Studio Sutherl& looks to nature for Silicon Valley design project

A Californian Sequoia tree informed the design concept for De.Coded, a multidisciplinary project that builds a detailed picture of the world’s largest technology hub using DNA mapping and oral histories

Human Atlas is a series of research-based, interdisciplinary explorations of the people of a specified geography by British artist Marcus Lyon. Previous locations have included Brazil, Germany, and the US city of Detroit, but in the latest project in the series, Lyon’s focus is Silicon Valley in California – home of the tech giants.

The various projects each grow in different ways, but all begin life as a limited edition book and an interactive exhibition, and this time is no different. Titled De.Coded, the latest instalment in the series can be read as a publication, experienced through an app, and witnessed in person.


The multimedia book is the product of a year-long nomination process through which a group of local leaders and activists within Silicon Valley nominate individuals in their communities and networks that they believe to be making a difference in the area.

The result is a selection of 101 influential figures from a range of backgrounds, whose photographic portraits and oral histories can be found within the book.
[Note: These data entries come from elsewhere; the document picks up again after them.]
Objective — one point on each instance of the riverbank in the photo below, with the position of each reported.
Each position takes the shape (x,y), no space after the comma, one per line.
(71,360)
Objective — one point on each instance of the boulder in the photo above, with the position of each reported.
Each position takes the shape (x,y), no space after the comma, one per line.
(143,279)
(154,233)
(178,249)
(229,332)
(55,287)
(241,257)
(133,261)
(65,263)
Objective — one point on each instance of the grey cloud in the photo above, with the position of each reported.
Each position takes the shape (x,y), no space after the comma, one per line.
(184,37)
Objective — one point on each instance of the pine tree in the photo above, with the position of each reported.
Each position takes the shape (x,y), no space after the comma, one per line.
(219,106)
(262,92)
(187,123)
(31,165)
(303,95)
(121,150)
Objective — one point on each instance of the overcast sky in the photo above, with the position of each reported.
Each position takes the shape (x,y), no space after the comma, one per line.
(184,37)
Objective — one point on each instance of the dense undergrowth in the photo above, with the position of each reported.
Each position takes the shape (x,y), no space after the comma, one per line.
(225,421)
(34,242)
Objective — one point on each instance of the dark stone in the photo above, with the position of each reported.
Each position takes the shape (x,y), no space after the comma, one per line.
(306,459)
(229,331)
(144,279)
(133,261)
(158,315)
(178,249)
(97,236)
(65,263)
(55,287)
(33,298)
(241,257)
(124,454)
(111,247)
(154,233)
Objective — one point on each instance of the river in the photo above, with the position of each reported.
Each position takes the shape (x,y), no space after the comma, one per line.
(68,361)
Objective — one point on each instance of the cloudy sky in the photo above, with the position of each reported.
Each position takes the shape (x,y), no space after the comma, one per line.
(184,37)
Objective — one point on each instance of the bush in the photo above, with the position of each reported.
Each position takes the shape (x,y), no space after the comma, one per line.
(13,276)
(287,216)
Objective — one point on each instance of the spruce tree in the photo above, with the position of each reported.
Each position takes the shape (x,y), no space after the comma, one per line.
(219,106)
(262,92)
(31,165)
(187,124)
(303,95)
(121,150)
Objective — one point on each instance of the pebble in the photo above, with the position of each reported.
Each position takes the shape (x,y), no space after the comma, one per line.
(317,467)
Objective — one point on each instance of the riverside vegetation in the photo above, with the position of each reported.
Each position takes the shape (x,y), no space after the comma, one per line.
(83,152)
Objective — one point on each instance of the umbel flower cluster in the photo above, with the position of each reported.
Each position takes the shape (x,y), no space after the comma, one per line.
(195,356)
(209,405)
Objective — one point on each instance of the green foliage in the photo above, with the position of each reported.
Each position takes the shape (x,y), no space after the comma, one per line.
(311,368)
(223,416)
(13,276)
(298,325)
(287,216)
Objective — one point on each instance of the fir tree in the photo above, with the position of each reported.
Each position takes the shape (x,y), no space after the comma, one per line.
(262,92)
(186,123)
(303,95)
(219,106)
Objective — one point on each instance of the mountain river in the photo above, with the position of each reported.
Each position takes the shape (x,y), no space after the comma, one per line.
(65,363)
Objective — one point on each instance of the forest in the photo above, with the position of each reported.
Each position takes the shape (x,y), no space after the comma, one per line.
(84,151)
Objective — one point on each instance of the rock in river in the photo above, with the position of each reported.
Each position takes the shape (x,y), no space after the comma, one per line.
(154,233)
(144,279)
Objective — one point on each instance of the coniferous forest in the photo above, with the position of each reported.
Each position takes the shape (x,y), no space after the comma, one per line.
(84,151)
The latter works by downloading the De.Coded app and using the entries in the book to find the nominee you would like to listen to. Featured in the list are entrepreneurs, educators, activists, artists, scientists, engineers, athletes, politicians, and more.

Readers can also explore both the ancestry of each featured nominee, as well as the overall ancestral DNA of the Silicon Valley area (culminating from the individual results) shown through colourful and accessible diagrams.

In the book, the cross-section of a tree trunk is a key piece of imagery, alluding to the similarities between DNA testing and tree-ring dating. This image is found on the front cover and also replicated using the DNA results to create vibrant artworks. The design was printed from a “fallen Californian Sequoia representing both generations and the passing of time”, according to Studio Sutherl&, which has worked on this project as well as past editions of A Human Atlas. “Californian FB, designed for the University of California Press, was used to have a human script contrast with the computerised identity of Silicon Valley.”

Through the photographs, oral histories, and DNA mapping, De.Coded paints a detailed picture of Silicon Valley, offering readers a stronger understanding of the area, and attesting to its complexity and diversity. “The final work honours the exceptional diversity of the valley and tells a deeper narrative about one of the most influential regions on earth,” writes Lyon.